Polio-free India: It seemed impossible until it was done

Dr Hamid Jafari, Director of Polio for the WHO’s Eastern Mediterranean Region, reflects on his time eradicating polio in India and what lessons we can take from this to address the final challenges for achieving eradication in Afghanistan and Pakistan.

Martha Dodray is a health worker in the Kosi River Basin area of Bihar. In order to protect all children against polio, Martha has walked, waded, boated, and rode on motorcycles to reach the communities which are spread throughout the area. The region was one of the last to have polio transmission in India, which was certified polio-free in 2014. Kosi River Basin area near Darbhanga, Bihar State, India. November 2017.

India’s journey from the world’s epicentre of a highly infectious viral disease to turning polio-free was like walking on eggshells: Every step we took mattered.

On 13 January 2023, India completes 12 polio-free years – a remarkable achievement that was made as a result of consistent, determined efforts and genuine commitment at all levels.

I spent close to six enriching years of my life serving as the project manager of the National Polio Surveillance Project (NPSP) for WHO India. My work entailed providing technical assistance and strategic guidance to the national programme. I was also in charge of poliovirus surveillance, monitoring mass vaccination campaigns, crafting corrective measures and strategies, and working closely with government counterparts at all levels to ensure every child was vaccinated enough times to build their immunity. We delivered around 1 billion doses of polio vaccine to 172 million children each year over the course of four years leading up to the last case. And many more in the years after.

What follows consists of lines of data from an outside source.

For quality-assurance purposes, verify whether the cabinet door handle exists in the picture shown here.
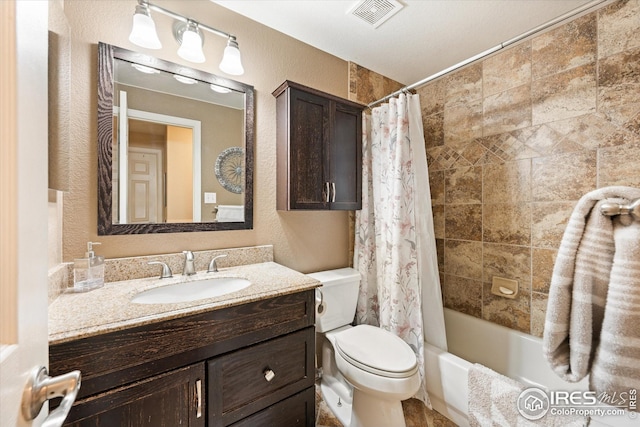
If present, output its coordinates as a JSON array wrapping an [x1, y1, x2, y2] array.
[[263, 369, 276, 382], [22, 366, 81, 427], [196, 380, 202, 418]]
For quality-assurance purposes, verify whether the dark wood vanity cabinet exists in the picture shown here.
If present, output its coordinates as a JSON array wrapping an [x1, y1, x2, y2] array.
[[273, 81, 364, 210], [49, 290, 315, 427]]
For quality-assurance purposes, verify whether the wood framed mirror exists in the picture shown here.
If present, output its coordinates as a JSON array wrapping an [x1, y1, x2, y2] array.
[[98, 43, 254, 235]]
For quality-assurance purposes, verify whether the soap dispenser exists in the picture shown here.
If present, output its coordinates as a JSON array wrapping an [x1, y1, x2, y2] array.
[[73, 242, 104, 292]]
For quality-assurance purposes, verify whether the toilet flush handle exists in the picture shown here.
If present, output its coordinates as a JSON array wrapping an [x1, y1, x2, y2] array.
[[263, 368, 276, 382]]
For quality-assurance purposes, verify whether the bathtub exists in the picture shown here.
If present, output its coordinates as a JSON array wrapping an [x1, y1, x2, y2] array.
[[424, 309, 640, 427]]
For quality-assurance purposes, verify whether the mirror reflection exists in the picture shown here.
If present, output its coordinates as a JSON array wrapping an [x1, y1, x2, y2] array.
[[99, 43, 253, 234]]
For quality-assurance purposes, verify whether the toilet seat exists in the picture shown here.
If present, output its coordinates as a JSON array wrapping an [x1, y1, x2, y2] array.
[[335, 325, 418, 378]]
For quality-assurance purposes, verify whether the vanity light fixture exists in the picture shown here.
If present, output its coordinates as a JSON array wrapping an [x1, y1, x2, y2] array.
[[173, 19, 205, 63], [129, 1, 162, 49], [129, 0, 244, 76]]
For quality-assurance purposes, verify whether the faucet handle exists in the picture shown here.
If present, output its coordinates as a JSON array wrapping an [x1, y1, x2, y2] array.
[[207, 254, 227, 273], [147, 261, 173, 279]]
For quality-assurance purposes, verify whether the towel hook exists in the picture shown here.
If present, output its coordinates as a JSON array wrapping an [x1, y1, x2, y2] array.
[[600, 199, 640, 221]]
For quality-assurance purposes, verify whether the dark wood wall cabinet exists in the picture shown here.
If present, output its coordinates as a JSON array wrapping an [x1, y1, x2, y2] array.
[[273, 81, 365, 210], [49, 290, 315, 427]]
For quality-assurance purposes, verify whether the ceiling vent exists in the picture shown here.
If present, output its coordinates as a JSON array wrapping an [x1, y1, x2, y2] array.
[[347, 0, 404, 28]]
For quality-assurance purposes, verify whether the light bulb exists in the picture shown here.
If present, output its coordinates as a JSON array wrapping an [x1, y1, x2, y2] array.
[[178, 21, 205, 63], [219, 36, 244, 76], [129, 3, 162, 49]]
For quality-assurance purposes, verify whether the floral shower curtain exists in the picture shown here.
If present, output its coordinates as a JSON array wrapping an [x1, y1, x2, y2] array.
[[354, 94, 446, 407]]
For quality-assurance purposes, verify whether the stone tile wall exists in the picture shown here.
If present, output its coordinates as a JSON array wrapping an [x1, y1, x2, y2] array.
[[420, 0, 640, 336]]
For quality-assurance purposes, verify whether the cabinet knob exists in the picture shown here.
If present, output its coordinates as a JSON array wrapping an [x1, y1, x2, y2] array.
[[263, 369, 276, 382]]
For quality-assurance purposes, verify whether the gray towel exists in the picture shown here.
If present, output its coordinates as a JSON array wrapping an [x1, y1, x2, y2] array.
[[468, 363, 587, 427], [543, 187, 640, 403]]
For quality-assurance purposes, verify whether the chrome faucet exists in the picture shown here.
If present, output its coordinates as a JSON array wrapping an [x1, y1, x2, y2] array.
[[182, 251, 196, 276]]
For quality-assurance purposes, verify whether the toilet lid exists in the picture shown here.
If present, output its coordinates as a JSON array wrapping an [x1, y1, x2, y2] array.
[[335, 325, 418, 378]]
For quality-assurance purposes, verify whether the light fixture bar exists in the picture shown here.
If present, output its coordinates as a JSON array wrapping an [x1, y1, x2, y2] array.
[[144, 0, 235, 39]]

Taking a step back to reflect on this journey, there were several factors contributing to the monumental success of ending polio in India. The first fundamental factor was government commitment that consistently translated into diligent administrative action at the operational level. Even the district administrators were fully aligned with and committed to taking corrective measures based on evidence: accepting programmatic gaps and challenges and then committing to addressing them urgently.